We are delighted to announced the very special guests who will be joining us for SOUND/IMAGE19.

Annette Vande Gorne

Annette Vande Gorne can be heard in concert (more than 500) in many European countries, as well as Canada, China and South America, presenting repertory works of acousmatics in addition to her own works, usually on a 80-loudspeaker acousmonium. Her music focuses on the sounding energies of nature; she uses natural sounds and transforms them in studio to create an abstract, expressive, and non-anecdotal musical language. The relationship between text and music is another subject she often explores. She produced an acousmatic opera “yawar fiesta” which completely renews the genre while creating a link with the past. She studied classical music at the Royal Conservatory of Mons and Brussels, and with Jean Absil (fuga, instrumental composition). She also studied electroacoustic composition with Reibel and Schaeffer at the Paris National Conservatory. She is the artistic director of Brussels’ international acousmatic festival L’espace du son, and of the international competitions Espace du son (spatialization) and Métamorphoses (acousmatic composition). Vande Gorne founded and still leads the non-profit association Musiques & Recherches, and the studio Métamorphose d’Orphée (founded in 1982). She is the publisher of the electronic Lien and of the Electrodoc documentation center www.musiques-recherches.be She taught electroacoustic composition: Royal Conservatories of Liege, Brussels and Mons where she created a complete electroacoustic department in 2002. Professor emeritus since 2016.

Terry Flaxton

This image has an empty alt attribute; its file name is Terry-Flaxton-765x1024.jpg

British artist Terry Flaxton (b. 1953) has worked for decades with sound composition, photography and film, developing a particular interest in analogue video during the 1970s. He received a BA Hons in Communication Design in 1979 and spent over 30 years working as a cinematographer, which included shooting the third ever electronically captured movie with Channel 4 and the BFI’s Out of Order in 1986. His work today focuses on durational forms of the digital including sound, video, print and installation.

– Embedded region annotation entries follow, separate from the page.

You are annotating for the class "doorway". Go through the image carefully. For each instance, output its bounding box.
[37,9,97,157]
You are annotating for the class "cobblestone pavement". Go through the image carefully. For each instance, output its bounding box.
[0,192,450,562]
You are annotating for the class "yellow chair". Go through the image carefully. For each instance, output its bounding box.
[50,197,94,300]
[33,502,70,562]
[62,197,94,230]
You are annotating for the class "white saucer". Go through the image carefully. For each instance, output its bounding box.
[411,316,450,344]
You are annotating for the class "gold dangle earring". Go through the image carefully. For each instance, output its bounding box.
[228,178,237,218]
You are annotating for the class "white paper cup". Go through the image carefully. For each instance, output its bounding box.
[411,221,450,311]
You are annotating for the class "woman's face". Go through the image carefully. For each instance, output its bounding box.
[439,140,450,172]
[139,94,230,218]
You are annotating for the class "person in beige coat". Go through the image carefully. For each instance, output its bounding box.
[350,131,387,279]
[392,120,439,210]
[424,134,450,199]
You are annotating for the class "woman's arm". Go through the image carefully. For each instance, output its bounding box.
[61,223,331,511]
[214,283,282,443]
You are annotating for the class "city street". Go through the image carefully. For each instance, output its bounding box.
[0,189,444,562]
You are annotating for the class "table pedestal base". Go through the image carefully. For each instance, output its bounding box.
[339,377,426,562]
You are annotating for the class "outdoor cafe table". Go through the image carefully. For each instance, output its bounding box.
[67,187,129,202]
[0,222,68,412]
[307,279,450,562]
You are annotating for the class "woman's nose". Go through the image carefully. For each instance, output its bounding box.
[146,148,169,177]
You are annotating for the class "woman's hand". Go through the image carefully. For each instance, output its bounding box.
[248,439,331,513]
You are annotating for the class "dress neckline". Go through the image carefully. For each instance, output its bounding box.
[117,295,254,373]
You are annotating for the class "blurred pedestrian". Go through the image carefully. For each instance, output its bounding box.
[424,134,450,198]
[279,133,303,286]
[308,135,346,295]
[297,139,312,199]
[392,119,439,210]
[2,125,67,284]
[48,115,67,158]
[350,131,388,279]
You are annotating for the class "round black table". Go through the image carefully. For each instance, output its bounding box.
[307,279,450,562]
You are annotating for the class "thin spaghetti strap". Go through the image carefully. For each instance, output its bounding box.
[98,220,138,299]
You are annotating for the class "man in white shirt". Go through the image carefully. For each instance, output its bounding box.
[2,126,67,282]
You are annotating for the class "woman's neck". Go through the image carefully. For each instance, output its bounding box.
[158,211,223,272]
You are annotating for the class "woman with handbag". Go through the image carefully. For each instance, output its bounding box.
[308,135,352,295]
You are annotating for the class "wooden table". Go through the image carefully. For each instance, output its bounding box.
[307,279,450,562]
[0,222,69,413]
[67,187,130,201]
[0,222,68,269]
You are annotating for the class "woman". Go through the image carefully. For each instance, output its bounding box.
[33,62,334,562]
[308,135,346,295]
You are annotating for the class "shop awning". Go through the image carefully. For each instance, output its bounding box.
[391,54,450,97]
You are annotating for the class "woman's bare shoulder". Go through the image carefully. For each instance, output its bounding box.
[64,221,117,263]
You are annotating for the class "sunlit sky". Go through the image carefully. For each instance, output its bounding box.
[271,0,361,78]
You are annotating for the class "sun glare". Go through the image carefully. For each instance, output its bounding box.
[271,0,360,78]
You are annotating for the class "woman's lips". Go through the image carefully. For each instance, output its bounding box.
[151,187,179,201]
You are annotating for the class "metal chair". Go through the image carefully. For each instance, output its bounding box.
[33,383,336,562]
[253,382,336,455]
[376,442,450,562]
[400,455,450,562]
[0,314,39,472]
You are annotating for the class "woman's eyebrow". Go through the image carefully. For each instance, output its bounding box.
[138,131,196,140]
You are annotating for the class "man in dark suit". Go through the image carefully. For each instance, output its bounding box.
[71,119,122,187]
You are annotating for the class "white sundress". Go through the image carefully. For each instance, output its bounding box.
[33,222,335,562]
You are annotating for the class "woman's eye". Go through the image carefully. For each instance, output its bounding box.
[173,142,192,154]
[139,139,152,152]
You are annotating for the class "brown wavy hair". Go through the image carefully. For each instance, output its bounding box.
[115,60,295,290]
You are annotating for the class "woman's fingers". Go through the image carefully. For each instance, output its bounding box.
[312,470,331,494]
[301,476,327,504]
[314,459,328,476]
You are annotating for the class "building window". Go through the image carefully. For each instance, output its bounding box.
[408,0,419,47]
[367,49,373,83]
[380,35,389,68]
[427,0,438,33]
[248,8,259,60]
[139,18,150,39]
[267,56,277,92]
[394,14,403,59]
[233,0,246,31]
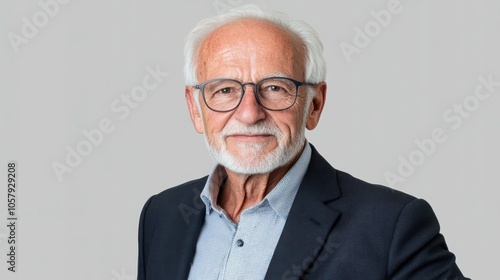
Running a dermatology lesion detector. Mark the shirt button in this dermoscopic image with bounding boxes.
[236,239,245,247]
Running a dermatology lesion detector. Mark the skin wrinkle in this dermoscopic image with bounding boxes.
[186,19,326,222]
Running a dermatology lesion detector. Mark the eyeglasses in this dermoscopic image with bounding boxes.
[194,77,313,112]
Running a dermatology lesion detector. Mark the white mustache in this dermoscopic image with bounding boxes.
[221,122,281,138]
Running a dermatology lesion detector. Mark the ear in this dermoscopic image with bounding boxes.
[185,86,205,134]
[306,82,326,130]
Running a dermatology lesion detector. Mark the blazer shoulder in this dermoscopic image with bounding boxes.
[336,170,418,213]
[142,176,208,221]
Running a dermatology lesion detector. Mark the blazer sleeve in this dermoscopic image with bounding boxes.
[137,197,153,280]
[388,199,468,280]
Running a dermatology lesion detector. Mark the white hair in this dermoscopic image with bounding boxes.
[184,5,326,85]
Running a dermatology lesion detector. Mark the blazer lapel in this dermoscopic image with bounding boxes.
[265,145,341,280]
[177,198,205,280]
[148,183,205,280]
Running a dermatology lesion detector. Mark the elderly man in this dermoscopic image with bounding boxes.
[138,6,464,280]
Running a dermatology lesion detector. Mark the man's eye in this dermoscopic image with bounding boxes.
[267,86,282,91]
[218,87,234,94]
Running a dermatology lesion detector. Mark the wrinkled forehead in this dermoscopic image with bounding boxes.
[196,19,305,77]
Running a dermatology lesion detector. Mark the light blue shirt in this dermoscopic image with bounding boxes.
[188,141,311,280]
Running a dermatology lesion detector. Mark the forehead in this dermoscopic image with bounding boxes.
[197,19,305,80]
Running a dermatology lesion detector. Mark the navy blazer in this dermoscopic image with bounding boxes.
[137,145,466,280]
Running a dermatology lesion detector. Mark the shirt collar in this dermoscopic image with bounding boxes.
[200,141,311,219]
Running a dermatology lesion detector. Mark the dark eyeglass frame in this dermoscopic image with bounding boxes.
[193,77,314,113]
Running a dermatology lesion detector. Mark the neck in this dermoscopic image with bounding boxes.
[217,144,302,223]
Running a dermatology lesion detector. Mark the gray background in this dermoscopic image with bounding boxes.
[0,0,500,280]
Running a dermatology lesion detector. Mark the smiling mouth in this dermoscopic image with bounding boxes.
[227,134,273,141]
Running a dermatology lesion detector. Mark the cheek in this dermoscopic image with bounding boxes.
[203,108,230,136]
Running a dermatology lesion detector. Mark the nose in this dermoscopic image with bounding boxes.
[234,83,266,124]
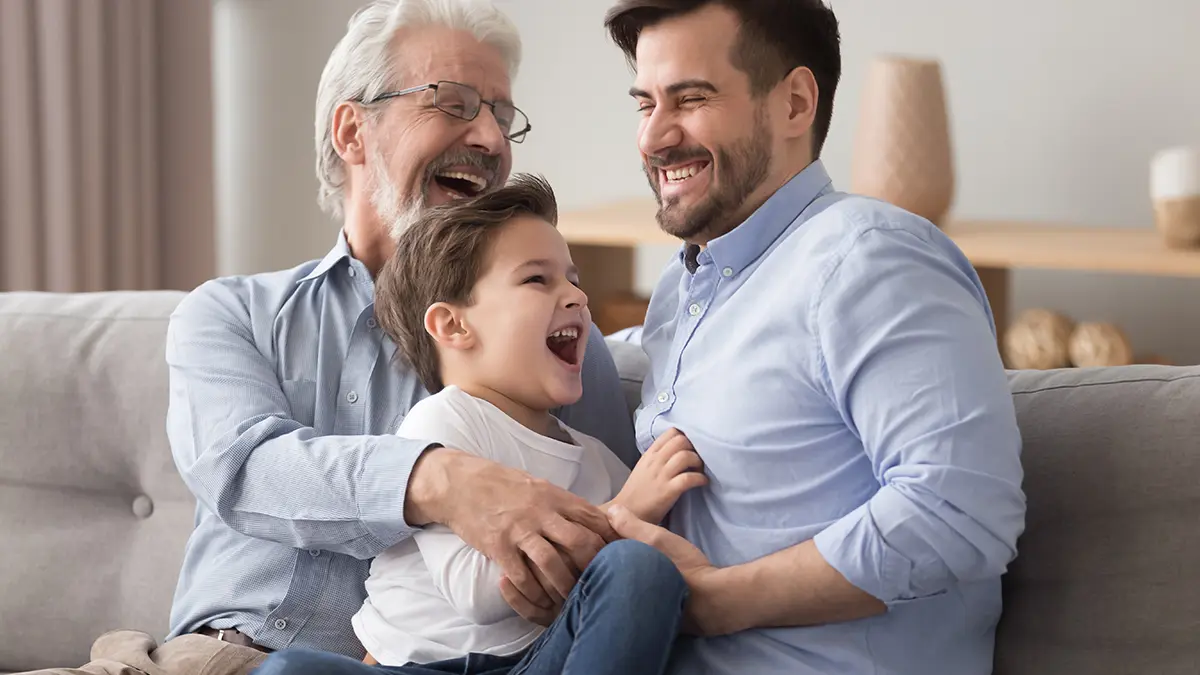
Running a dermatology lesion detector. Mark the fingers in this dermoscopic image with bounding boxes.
[608,504,661,550]
[667,471,708,498]
[500,577,558,626]
[514,534,575,598]
[544,509,604,572]
[496,549,554,616]
[665,450,704,476]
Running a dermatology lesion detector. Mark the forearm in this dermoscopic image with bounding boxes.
[692,539,887,634]
[173,419,427,558]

He is widely recognised as an artist who creates challenging moving image work that has been featured in publications including A History of Video Art, Bloomsbury, 2006 and 2014; Diverse Practices, University of Luton Press, 1996; and A Directory of British Film and Video, Arts Council England, 1997. His works are held in various collections including Lux London, Video les Beaux Jours Strasbourg and AICE Milan. His 2008 work In Re Ansel Adams is in the permanent collections of the Harris Museum in Preston and the Royal West of England Academy of Art.